The discipline of economics is aimed at understanding and explaining how markets work in modern capitalist economies.It is important to understand the role of sociology in understanding the role of markets.For this one has to understand the beginning of modern economics in 18th century.The most famous of the early political economists was Adam Smith who in his book The Wealth of Nations attempted to understand the market economy that was emerging at that time.He argued that the market economy is made up of a series of individual exchanges or transactions which automatically create a functioning and ordered system.This happens even though none of the individuals invovled in the millions of transactions had intended to create a system.Each person looks only to their own self-interest but in the pursuit of this self-interest the interests of all or of society also seem to be looked after.

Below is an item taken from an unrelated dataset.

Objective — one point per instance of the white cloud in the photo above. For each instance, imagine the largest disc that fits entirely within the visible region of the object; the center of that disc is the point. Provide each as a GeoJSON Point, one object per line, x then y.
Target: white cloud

In this sense there seems to be some sort of an unseen force at work that converts what is good for each individual into what is good for society.This unseen force was called the invisible hand by Adam Smith.Thus he argued that the capitalist economy is driven by individual self-interest and works best when individual buyers and sellers make rational decisions that serve their own interests.The society overall benefits when individuals pursue their own self-interest in the market because it stimulates the economy and creates more wealth.This economic philosophy was also given the name Laissez-faire means leave alone or let it be.
Modern economics developed from the ideas of early thinkers such as Adam Smith and is based on the idea that the economy can be studied as a separate part of a society that operates according to its own laws leaving out the larger social or political context in which markets operate. In contrast to this approach sociologists have attempted to develop an alternative way of studying economic institutions and processes within the larger social framework.
Sociologists view markets as social institutions that are constructed in culturally specific ways.For example markets are often controlled or organized by particular social groups or classes and have specific connections to other institutions,social processes and structures.Sociologists often express this idea by saying that economies are socially embedded.